In the code below, we load the digits dataset, which contains 64 feature variables. Each feature denotes the darkness of a pixel in an 8 by 8 image of a handwritten digit.

In [3]:
import numpy as np
from sklearn.model_selection import GridSearchCV
from sklearn import datasets, svm
import matplotlib.pyplot as plt

In [4]:
# load the digit data
digits = datasets.load_digits()

In [6]:
# view features of the first observation
digits.data[0:1]

array([[ 0.,  0.,  5., 13.,  9.,  1.,  0.,  0.,  0.,  0., 13., 15., 10.,
        15.,  5.,  0.,  0.,  3., 15.,  2.,  0., 11.,  8.,  0.,  0.,  4.,
        12.,  0.,  0.,  8.,  8.,  0.,  0.,  5.,  8.,  0.,  0.,  9.,  8.,
         0.,  0.,  4., 11.,  0.,  1., 12.,  7.,  0.,  0.,  2., 14.,  5.,
        10., 12.,  0.,  0.,  0.,  0.,  6., 13., 10.,  0.,  0.,  0.]])

The target data is a vector containing the image’s true digit. For example, the first observation is a handwritten digit for ‘0’.

In [7]:
# view the target of the first observation
digits.target[0:1]

array([0])

To demonstrate cross validation and parameter tuning, first we are going to divide the digit data into two datasets called `data1` and `data2`. `data1` contains the first 1000 rows of the digits data, while `data2` contains the remaining ~800 rows.

In [8]:
# create dataset 1
data_1_X = digits.data[:1000]
data_1_Y = digits.target[:1000]

# create dataset 2
data_2_X = digits.data[1000:]
data_2_Y = digits.target[1000:]

## Create Parameter Candidates

Before looking for which combination of parameter values produces the most accurate model, we must specify the different candidate values we want to try. In the code below we have a number of candidate parameter values, including four different values for `C` (1, 10, 100, 1000), two values for `gamma` (0.001, 0.0001), and two `kernels` (linear, rbf). The grid search will try all combinations of parameter values and select the set of parameters which provides the most accurate model.

In [9]:
parameter_candidates = [{'C': [1,10,100,1000], 'kernel': ['linear']},
                        {'C': [1,10,100,1000], 'gamma': [0.001,0.0001], 'kernel': ['rbf']}]
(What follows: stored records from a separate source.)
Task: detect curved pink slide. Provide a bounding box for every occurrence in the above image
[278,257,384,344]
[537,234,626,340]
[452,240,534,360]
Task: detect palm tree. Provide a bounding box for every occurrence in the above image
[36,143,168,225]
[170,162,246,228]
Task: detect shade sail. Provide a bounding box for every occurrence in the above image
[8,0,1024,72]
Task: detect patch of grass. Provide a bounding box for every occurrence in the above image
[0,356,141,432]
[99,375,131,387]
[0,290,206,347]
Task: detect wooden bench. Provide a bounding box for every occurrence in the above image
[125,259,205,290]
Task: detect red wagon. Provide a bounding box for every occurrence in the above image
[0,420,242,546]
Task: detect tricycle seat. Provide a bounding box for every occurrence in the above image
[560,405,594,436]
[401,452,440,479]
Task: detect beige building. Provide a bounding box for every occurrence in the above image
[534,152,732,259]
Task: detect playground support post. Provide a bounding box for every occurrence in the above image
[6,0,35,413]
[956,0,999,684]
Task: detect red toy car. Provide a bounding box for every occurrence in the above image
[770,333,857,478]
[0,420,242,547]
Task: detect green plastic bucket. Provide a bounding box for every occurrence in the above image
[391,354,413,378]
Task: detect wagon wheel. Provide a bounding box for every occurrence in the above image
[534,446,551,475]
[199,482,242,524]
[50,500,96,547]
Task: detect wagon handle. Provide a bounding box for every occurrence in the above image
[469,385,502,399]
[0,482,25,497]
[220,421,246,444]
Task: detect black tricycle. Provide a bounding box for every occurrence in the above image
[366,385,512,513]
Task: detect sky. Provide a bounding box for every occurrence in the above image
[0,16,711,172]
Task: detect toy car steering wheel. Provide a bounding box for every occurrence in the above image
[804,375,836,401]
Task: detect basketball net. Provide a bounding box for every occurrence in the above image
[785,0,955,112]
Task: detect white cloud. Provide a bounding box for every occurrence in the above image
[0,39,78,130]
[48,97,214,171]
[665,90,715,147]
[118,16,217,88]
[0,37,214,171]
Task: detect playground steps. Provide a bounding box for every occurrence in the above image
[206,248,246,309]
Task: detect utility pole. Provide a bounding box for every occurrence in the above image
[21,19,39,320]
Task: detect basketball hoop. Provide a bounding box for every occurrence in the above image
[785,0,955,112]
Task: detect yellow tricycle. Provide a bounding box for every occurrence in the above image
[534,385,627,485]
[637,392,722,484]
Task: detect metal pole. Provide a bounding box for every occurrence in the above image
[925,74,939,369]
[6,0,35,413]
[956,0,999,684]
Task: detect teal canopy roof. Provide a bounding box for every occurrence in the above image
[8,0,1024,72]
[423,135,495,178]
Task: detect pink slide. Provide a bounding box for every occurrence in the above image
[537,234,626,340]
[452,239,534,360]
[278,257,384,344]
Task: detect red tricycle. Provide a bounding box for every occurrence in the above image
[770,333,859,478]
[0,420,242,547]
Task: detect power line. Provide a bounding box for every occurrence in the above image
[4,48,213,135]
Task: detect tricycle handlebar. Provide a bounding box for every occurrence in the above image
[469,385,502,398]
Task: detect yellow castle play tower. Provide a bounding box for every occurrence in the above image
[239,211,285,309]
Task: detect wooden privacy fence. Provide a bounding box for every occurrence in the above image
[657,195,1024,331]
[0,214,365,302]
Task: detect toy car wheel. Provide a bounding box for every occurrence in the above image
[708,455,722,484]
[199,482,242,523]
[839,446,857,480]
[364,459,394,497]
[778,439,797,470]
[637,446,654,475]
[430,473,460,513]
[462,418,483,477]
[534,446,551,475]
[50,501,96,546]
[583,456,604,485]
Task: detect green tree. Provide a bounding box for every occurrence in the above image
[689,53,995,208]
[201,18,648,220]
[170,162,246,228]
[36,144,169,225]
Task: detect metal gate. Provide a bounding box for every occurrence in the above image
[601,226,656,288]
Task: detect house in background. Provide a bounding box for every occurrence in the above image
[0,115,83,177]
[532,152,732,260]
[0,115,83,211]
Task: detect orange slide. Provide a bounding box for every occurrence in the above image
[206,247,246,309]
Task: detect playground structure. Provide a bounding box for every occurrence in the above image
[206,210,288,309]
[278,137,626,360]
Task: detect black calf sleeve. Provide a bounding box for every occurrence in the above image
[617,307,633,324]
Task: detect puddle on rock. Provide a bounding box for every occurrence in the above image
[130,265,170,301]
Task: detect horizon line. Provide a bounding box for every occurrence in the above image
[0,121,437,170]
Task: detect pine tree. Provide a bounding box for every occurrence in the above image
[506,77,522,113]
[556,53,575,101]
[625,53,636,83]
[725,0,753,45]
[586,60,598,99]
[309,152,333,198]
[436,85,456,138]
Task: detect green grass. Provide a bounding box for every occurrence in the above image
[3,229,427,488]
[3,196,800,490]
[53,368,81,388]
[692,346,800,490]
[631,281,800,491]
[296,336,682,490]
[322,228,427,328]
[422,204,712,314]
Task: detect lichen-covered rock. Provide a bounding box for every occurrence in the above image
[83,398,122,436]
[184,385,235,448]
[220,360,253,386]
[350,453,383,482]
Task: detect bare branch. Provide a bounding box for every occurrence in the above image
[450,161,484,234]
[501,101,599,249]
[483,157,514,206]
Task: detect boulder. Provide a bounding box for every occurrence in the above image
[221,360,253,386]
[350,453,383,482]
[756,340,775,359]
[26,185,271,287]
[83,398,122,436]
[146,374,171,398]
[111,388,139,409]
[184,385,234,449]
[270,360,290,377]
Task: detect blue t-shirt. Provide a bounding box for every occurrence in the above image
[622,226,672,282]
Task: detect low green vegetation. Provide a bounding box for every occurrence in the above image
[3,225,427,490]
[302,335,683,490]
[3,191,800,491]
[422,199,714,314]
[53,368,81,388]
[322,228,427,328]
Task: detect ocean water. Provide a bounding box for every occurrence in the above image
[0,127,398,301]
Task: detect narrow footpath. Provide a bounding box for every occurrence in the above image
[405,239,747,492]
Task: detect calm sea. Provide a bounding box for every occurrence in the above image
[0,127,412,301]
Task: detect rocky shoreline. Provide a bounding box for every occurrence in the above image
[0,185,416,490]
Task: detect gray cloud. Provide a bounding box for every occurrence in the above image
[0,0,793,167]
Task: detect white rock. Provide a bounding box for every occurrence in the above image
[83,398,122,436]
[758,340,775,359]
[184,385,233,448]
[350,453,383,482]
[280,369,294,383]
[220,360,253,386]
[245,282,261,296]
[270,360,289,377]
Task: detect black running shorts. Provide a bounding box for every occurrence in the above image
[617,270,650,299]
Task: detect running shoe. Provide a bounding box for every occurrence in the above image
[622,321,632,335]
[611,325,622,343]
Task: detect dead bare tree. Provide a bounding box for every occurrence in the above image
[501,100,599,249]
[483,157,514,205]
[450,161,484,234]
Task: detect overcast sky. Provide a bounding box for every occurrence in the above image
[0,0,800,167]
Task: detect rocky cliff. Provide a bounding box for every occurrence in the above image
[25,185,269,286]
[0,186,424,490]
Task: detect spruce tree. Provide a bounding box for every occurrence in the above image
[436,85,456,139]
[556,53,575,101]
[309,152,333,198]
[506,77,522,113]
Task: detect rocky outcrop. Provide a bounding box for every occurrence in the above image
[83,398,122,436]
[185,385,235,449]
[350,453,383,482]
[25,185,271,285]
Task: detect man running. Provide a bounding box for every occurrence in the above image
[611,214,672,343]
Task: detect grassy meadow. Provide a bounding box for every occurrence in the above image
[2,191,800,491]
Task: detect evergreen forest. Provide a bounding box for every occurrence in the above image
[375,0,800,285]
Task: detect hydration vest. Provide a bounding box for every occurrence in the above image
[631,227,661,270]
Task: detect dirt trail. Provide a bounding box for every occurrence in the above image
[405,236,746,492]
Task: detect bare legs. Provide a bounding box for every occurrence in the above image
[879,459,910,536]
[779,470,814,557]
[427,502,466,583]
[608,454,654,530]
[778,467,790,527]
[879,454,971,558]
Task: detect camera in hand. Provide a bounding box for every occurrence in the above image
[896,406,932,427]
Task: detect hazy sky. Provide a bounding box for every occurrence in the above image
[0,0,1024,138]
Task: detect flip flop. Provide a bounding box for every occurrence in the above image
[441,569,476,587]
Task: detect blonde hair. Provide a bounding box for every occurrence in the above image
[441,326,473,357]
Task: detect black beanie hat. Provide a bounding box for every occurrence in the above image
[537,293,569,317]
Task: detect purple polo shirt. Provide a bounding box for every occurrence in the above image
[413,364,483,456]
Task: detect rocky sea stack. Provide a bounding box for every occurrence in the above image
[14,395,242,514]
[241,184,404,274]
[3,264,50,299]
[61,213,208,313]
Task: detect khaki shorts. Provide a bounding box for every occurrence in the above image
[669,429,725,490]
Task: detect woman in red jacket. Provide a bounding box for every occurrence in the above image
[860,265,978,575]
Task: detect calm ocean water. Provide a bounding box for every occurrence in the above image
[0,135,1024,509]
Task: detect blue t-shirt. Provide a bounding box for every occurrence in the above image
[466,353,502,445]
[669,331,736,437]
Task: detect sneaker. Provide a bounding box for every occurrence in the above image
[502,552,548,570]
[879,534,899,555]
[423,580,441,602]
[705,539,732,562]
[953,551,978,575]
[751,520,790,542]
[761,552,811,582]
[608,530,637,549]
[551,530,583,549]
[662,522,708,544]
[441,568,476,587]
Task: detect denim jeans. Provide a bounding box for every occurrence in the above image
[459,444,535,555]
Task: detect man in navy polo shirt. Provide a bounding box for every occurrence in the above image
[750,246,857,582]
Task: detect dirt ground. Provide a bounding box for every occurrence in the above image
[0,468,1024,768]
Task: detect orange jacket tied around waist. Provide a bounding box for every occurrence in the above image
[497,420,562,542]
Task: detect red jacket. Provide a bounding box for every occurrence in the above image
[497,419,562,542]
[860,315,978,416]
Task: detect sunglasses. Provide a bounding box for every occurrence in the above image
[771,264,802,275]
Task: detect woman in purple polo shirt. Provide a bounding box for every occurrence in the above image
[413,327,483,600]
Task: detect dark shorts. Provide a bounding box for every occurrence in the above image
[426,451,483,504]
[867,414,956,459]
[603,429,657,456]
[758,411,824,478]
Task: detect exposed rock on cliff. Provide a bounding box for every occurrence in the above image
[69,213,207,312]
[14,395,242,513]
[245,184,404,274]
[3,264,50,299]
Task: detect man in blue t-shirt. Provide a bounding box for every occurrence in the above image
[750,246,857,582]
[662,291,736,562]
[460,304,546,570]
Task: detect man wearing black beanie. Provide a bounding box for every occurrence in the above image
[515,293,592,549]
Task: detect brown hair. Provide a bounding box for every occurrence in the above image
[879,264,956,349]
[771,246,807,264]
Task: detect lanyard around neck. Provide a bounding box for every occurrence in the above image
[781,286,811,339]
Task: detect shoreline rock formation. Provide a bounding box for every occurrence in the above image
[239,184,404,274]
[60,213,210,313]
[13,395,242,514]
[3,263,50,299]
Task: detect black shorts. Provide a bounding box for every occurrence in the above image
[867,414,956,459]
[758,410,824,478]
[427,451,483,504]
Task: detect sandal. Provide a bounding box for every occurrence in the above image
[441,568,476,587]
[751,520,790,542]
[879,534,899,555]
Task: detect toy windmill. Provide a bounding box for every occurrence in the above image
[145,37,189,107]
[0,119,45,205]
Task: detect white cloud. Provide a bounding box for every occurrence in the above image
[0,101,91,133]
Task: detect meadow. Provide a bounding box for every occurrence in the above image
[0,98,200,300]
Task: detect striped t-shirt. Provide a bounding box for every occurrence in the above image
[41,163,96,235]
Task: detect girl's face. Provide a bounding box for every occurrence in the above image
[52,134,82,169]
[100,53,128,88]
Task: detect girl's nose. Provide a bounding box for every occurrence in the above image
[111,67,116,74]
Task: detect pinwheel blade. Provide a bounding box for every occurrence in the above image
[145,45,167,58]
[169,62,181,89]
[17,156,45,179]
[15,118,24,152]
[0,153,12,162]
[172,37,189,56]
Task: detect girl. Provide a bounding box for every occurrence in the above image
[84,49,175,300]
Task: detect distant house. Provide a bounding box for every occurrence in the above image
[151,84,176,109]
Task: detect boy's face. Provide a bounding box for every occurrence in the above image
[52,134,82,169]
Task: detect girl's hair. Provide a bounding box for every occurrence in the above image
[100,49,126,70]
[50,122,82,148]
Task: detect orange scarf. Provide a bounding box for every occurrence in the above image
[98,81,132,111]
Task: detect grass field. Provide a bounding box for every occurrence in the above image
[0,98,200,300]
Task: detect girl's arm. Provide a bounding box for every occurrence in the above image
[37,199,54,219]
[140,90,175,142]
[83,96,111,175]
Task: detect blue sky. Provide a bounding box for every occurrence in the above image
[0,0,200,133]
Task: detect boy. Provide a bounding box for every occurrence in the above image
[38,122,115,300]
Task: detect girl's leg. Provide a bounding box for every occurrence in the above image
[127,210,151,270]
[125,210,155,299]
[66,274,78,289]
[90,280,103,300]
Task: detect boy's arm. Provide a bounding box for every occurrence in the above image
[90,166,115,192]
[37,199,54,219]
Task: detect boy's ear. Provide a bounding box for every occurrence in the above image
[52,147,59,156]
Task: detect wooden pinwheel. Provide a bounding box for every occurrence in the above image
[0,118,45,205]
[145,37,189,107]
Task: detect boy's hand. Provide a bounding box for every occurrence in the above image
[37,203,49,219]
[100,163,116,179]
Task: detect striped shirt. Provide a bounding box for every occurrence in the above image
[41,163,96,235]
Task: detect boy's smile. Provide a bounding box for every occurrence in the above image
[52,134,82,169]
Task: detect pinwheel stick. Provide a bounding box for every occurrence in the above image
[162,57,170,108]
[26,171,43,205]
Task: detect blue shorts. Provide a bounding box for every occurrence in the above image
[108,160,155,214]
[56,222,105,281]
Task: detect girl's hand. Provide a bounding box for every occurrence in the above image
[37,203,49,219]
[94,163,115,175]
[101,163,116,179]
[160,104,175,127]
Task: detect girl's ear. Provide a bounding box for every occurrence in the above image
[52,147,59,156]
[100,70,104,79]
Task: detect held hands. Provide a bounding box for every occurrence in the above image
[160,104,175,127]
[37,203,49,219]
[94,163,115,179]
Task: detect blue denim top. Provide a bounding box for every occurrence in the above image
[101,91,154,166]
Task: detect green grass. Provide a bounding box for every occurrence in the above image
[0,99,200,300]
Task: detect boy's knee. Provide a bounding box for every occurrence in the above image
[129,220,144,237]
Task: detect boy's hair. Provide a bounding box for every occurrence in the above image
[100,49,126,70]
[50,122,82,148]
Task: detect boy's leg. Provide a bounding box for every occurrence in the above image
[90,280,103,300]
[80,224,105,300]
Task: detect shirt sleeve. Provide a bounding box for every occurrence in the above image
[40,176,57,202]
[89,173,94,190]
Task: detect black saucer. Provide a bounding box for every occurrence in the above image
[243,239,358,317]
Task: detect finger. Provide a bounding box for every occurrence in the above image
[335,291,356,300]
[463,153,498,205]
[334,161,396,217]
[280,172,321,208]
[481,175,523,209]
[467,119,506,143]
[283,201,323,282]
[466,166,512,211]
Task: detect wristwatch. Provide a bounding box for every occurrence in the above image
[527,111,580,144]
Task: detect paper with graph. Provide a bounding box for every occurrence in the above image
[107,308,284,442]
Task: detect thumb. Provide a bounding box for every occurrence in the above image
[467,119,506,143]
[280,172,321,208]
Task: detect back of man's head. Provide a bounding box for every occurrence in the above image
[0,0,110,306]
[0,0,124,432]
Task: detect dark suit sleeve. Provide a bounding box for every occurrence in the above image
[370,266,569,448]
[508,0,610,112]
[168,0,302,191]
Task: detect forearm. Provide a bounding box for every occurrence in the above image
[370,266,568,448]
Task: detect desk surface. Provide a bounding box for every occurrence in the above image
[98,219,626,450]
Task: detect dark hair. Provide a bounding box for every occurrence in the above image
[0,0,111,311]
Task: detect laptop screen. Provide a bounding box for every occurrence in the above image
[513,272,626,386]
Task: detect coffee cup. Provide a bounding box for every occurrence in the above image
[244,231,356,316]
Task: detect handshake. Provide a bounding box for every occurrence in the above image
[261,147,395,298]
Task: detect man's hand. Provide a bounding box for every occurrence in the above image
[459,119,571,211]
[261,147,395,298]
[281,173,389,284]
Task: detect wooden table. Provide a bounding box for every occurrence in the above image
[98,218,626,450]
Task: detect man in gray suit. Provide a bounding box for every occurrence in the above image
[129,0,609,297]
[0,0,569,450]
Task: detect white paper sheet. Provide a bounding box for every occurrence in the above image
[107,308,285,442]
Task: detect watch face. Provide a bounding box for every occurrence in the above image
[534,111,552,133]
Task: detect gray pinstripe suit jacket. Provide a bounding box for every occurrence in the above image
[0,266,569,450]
## Conduct Grid Search To Find Parameters Producing Highest Score

Now we are ready to conduct the grid search using scikit-learn’s `GridSearchCV` which stands for grid search cross validation. By default, the `GridSearchCV`’s cross validation uses 3-fold `KFold` or `StratifiedKFold` depending on the situation.

In [10]:
# create a classifier object with the classifier and parameter candidates
clf = GridSearchCV(estimator=svm.SVC(), param_grid=parameter_candidates, n_jobs=-1)

# train the classifier on data1 feature and target
clf.fit(data_1_X, data_1_Y)



GridSearchCV(cv='warn', error_score='raise-deprecating',
       estimator=SVC(C=1.0, cache_size=200, class_weight=None, coef0=0.0,
  decision_function_shape='ovr', degree=3, gamma='auto_deprecated',
  kernel='rbf', max_iter=-1, probability=False, random_state=None,
  shrinking=True, tol=0.001, verbose=False),
       fit_params=None, iid='warn', n_jobs=-1,
       param_grid=[{'C': [1, 10, 100, 1000], 'kernel': ['linear']}, {'C': [1, 10, 100, 1000], 'gamma': [0.001, 0.0001], 'kernel': ['rbf']}],
       pre_dispatch='2*n_jobs', refit=True, return_train_score='warn',
       scoring=None, verbose=0)

In [11]:
# view the accuracy score
print('Best score for data1: ', clf.best_score_)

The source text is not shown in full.